◯日田市皿山
黒木嘉津才 ○21歳 ○小野小学校→戸山中学校→日田高校 出身
小袋 杏梓 ○21歳 ○小野小学校→戸山中学校→有田工業高校 出身
小鹿田焼 小袋道明窯の小袋杏梓さんと黒木史人窯の黒木嘉津才さんは共に21歳の若き陶工。子どもの時から一緒だった二人がそれぞれの道を経て家業を継ぎ、今思うことをお伺いしました。
小袋杏梓「僕は中学を卒業して、佐賀の有田工業のセラミック科に進学しました。その後2年間、岐阜県多治見市の多治見市陶磁器意匠研究所という施設でいろんなセラミックの技術などを学び、今年の4月から小鹿田で働き始めました。」
黒木嘉津才「僕は日田高を卒業してすぐに小鹿田に帰ってきたので、今年で三年目です。あんちゃんとは子どもの頃からよく遊んでいたし、中学校も一緒にバスケットボール部でした。でもなんとなく、子どもの頃から有田工業に行きそうだなって思ってた。外に出る雰囲気はめっちゃあったなーと思います。」
小袋杏梓「ほんと?でも実際は日田高か有田工業でぎりぎりまで悩んで…親からはどちらでもいいと言われてたんですが、父親も祖父も有田工業だったので、最終的には自分で決めました。そこでも3年間バスケを続けました。」
黒木嘉津才「僕はなんとなく生徒の男女比がいい感じだなと思って日田高に行って(笑)、バスケ部に入ったけど、めっちゃ厳しくて…辞めてボート部に入ったんです。あんちゃんが同じ学校にいたら、続けられてたかも(笑)。
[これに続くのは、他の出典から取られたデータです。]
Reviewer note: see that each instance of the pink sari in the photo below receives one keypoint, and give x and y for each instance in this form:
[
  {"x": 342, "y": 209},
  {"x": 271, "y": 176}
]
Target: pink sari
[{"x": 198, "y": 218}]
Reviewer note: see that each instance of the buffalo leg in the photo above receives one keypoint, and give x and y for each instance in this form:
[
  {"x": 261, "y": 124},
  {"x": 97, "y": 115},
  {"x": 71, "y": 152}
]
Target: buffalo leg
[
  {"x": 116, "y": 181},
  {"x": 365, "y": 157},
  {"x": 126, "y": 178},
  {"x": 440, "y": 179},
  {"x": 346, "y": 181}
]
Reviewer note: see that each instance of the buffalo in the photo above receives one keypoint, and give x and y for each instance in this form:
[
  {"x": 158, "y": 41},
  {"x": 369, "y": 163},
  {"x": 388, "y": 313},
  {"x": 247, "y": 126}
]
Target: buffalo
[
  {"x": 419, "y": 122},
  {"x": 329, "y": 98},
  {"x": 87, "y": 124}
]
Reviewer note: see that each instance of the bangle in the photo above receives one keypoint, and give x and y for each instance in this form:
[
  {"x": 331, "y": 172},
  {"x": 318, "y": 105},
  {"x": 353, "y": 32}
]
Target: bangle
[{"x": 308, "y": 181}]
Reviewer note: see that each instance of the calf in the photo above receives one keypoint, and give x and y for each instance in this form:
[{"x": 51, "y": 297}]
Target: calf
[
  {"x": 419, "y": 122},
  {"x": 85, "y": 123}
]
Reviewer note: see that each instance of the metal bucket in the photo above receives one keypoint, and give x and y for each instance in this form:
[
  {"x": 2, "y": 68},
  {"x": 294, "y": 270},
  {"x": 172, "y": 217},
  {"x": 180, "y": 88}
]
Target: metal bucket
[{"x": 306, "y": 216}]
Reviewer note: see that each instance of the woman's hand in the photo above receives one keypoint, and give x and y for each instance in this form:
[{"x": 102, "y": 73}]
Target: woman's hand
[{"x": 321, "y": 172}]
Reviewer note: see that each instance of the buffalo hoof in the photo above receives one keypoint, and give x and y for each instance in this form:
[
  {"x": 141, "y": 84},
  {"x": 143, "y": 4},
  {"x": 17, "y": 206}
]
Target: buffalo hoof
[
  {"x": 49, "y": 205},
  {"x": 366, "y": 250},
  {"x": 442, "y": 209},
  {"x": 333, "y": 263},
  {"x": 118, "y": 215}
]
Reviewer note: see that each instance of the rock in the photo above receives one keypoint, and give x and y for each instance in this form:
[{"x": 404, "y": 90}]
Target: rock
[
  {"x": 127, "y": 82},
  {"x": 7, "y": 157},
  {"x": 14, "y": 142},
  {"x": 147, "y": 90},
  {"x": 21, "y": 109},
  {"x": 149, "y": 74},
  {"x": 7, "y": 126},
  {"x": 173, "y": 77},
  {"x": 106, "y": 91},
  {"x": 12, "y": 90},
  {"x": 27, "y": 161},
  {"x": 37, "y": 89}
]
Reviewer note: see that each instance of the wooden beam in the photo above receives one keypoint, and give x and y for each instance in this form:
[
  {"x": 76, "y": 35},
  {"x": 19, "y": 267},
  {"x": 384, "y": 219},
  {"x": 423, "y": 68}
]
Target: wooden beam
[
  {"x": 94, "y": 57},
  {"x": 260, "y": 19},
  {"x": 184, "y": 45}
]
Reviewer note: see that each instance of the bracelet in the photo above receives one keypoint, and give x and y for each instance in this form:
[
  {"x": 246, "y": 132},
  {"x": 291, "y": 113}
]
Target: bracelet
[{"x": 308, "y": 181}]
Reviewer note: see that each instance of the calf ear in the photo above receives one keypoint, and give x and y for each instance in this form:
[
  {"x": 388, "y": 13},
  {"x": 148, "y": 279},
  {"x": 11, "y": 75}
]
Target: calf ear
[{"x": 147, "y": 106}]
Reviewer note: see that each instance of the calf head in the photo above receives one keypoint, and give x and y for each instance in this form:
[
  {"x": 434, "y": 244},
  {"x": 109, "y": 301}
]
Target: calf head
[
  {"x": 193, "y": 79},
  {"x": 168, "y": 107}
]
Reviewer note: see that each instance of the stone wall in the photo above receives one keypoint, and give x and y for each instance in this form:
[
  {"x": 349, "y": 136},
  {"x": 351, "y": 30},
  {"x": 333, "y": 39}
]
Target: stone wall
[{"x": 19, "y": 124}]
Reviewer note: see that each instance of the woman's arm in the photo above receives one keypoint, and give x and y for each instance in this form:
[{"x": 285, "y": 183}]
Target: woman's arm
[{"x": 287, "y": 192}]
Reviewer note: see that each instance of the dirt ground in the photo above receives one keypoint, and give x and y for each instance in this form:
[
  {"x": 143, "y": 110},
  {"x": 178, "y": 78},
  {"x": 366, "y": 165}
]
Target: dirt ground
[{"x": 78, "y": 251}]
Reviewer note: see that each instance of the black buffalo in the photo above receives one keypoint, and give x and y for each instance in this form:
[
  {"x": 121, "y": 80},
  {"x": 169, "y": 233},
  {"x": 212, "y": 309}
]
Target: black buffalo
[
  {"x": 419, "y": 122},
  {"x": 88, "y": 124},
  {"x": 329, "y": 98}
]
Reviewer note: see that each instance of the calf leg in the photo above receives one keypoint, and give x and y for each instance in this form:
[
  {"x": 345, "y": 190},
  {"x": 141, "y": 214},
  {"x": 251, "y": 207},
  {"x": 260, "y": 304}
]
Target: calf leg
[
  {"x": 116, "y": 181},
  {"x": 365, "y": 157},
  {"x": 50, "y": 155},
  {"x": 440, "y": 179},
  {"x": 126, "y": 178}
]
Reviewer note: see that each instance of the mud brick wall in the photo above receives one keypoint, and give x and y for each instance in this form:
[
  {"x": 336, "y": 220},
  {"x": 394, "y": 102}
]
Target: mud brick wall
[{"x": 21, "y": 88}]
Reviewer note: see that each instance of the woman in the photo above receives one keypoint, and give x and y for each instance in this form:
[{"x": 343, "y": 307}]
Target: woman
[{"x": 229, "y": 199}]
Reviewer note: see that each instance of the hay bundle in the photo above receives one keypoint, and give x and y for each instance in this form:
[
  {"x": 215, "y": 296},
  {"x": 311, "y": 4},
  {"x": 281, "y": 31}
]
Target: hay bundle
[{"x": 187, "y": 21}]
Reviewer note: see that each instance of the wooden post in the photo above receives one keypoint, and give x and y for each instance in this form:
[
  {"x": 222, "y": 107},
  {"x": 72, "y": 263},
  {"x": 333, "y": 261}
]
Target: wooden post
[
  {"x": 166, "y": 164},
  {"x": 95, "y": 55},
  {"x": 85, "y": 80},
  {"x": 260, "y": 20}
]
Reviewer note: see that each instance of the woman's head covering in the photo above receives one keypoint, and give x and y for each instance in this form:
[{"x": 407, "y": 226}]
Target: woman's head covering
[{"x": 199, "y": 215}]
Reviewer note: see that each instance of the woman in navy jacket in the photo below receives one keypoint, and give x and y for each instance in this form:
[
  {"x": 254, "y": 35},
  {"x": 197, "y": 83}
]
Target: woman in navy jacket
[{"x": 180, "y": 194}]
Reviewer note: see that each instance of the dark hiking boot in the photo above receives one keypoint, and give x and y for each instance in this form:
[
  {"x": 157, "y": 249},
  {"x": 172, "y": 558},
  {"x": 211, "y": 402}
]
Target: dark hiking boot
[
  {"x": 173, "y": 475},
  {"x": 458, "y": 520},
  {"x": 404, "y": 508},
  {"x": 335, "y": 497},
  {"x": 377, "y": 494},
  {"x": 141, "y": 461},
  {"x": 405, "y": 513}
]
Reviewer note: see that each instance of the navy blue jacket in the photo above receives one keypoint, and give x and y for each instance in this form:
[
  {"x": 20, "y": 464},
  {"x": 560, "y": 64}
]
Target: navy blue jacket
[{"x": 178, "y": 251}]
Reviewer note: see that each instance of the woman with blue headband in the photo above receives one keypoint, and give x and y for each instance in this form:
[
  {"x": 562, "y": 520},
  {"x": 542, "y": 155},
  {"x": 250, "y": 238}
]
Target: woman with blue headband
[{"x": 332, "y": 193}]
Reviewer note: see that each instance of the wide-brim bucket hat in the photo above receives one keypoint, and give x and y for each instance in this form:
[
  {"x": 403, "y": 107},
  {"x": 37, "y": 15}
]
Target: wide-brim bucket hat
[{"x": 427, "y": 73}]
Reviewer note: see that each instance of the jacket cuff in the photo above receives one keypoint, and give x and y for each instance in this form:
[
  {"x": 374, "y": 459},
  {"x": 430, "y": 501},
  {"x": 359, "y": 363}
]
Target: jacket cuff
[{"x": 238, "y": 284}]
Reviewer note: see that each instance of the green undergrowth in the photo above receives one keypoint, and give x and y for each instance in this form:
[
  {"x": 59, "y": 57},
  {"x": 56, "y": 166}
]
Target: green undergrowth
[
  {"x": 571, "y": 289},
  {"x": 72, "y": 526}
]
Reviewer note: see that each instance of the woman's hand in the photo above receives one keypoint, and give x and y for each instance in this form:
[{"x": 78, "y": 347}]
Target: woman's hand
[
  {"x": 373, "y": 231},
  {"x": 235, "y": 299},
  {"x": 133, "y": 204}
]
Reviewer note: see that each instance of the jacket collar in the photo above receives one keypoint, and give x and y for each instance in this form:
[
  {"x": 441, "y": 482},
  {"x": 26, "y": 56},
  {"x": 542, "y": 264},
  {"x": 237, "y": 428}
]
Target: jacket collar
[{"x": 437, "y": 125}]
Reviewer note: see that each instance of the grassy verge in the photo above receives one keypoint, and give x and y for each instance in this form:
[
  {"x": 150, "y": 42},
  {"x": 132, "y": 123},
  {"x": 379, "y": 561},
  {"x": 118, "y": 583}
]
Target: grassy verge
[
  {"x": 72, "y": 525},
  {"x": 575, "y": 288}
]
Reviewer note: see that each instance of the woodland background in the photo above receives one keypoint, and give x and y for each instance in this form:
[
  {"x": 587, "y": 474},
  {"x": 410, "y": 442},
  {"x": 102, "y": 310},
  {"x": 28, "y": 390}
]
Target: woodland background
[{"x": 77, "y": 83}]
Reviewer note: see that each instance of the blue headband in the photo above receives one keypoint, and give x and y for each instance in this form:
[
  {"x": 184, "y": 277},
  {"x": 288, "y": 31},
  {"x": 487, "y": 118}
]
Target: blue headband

」
小袋杏梓「ははは。ごめん(笑)。でも、なんだかんだ勉強できるし、ボートですごい成績出してなかった?」
黒木嘉津才「一応、インターハイで3位だけど、勉強は全然してないな。」
ヒタスタイル「家業である小鹿田焼の陶工になろうと決めたのはいつですか?」
小袋杏梓「親には好きなことをしてもいいと言われていたけど、セラミックのことを勉強してるうちに、自分は小鹿田に戻って後を継ぐんだって思うようになりました。」
黒木嘉津才「僕も直接親から言われたことはないけど、まぁそういう雰囲気は結構あったと思います(笑)。高校3年の12月頃に友だちが進学の話を始めた時に、自分は親の後を継ぐんだろうなって思いました。そして高校仮卒の時に、初めて窯焼きの手伝いをしました。最初の窯焼きはかなりきつかったです…。スポーツインストラクターに憧れたこともあったし、一年目などは友だちが大学で勉強してるのを見ると、本当に自分はこのままでいいのかっていう葛藤もあったけど、今は自分の仕事として向き合えてると思います。」
小袋杏梓「僕は今年からなので、まだまだ覚えることが多いです。今までは電動ろくろしか使ったことなかったけど小鹿田は蹴ろくろ。ここでは土づくりからもしているし。一番最初は何から始めた?」
黒木嘉津才「特に何をしろとは言われてなかったから、ろくろから。とにかく作りたくて。見よう見まねで、ぐちゃぐちゃになろうと、とにかく作ってみる感じやった。しかも僕、すぐに現状に満足するタイプで(笑)。その時はいい出来だと思ってるんだけど、テレビなどの取材を受けてそれを後から客観的に観ると、全然だめだなーと思ってまた作り直してみたり。父親からはあれしろ、これしろとは言われないけど、作ったものに対して色々言われるのが嫌で、父親が家に帰った後に作業場で一人で作る時間が好きです(笑)。」
小袋杏梓「僕はまだ小鹿田に入ったばっかり。作り方なども含め、色々父や祖父に教えてもらうことはあります。」
黒木嘉津才「えーすごい!。父親以外の人に言われたことは素直に『精進します!』って思えるけど、どうしても父親に言われると、そしてそれが芯をついていればついてるほど反発したくなって…人生三度目の反抗期が来てます(笑)。母親には色々相談もできるんだけど…。」
小袋杏梓「ははは。僕は5年間家を出て、客観的に小鹿田のことを見られた分、父や祖父の続けてきたことを大切にしながらも、全く同じようには出来ないかもしれないけど、自分たちの時代にどう残していくかを考えなきゃいけないんだと思ってます。」
黒木嘉津才「あんちゃんの、そういうところ尊敬する! 今はまだ小鹿田を担っていくなんて大それたことは思ってないけど、自分自身のためにも頑張りたい。お金を稼ぐとか何か賞を取るとかよりも、今はいろんな経験がしたい。そしてどんな注文にも答えられる技術を早く身につけ、成長していきたいです。まだ作ったことのない大物に挑戦したり、時間があれば仕事じゃなくて、自分の好きなものも作ったりしたいなと思ってます。」
小袋杏梓「僕もこの数年間、焼き物をしてきたからこそ出会えた人や知った事がある。そんな経験をもっと沢山して、覚えるべきことを覚えていきたいです。」